Bilan positif pour l'expérimentation des maisons de naissance

Une étude de l'Inserm sur les huit maisons de naissance expérimentales conclut à "un niveau de sécurité satisfaisant et une très faible fréquence d'interventions".

Il y a six ans, une vive polémique entourait le lancement de l'expérimentation, pour une durée de cinq ans, des maisons de naissance, issues d'une loi du 6 décembre 2013 (voir notre article ci-dessous du 2 décembre 2013) et d'un décret du 30 juillet 2015 précisant leurs modalités de fonctionnement. De nombreux élus locaux et nationaux craignaient en effet que la création de ces maisons de naissance – et plus encore leur éventuelle généralisation – soient le prélude à une accélération de la fermeture des petites maternités. Un appel à candidatures avait cependant été lancé, permettant de sélectionner huit projets à Paris, Castres, Grenoble, Baie-Mahault, Saint-Paul, Bourgoin-Jallieu, Sélestat et Nancy.
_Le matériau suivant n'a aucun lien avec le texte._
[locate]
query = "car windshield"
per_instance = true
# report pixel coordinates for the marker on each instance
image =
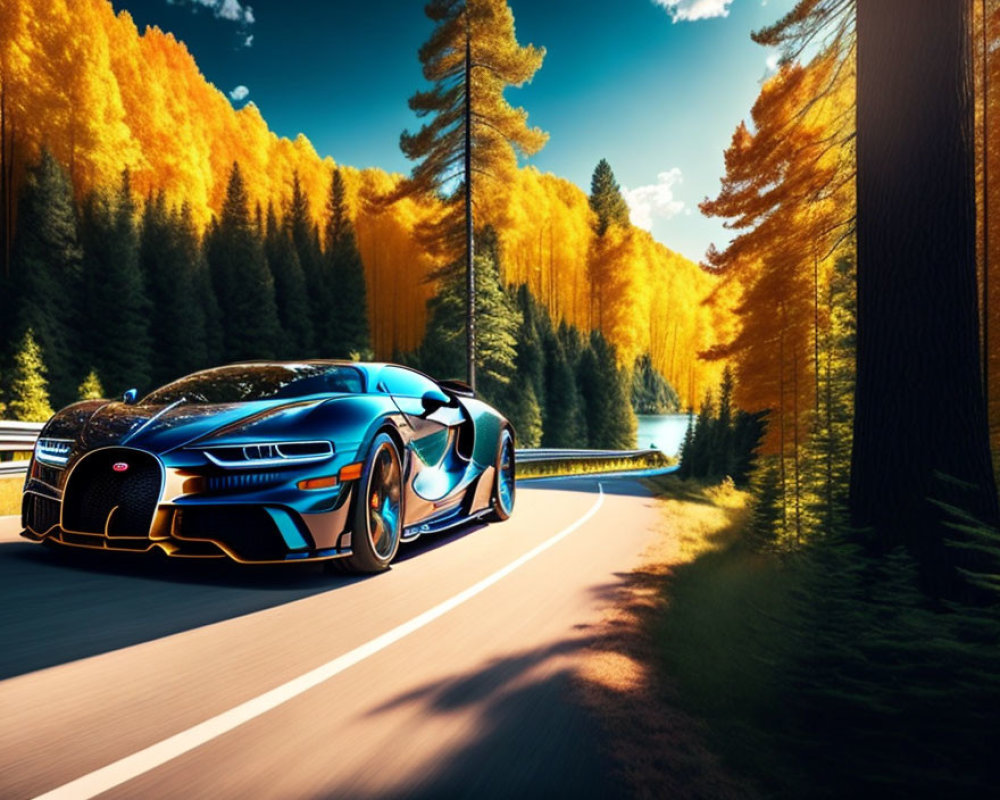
(242, 383)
Des objectifs largement atteints

Ces maisons de naissance proposent aux femmes enceintes "à bas risque de grossesse et d'accouchement" une prise en charge moins technicisée du suivi de grossesse, de l'accouchement et du post-partum. En revanche, elles n'assurent ni l'hébergement des parturientes et de leurs nouveau-nés, ni la prise en charge des urgences obstétricales. Pour cette raison, elles sont adossées à une maternité traditionnelle.

Six ans après vote de la loi, l'équipe de recherche en épidémiologie obstétricale, périnatale et pédiatrique (EPOPé) de l'Inserm publie un "Rapport d'évaluation sur la qualité des soins prodigués en maisons de naissance", reposant sur les données d'activité de 2018. Durant cette année, 649 femmes ont été prises en charge dans ces huit maisons de naissance et 506 y ont effectivement accouché, tandis que 143 (22%) étaient transférées pour accoucher dans les maternités partenaires. L'étude montre, en premier lieu, que les critères d'éligibilité des femmes pour être accueillies en maisons de naissance ont été respectés dans plus de 99% des cas.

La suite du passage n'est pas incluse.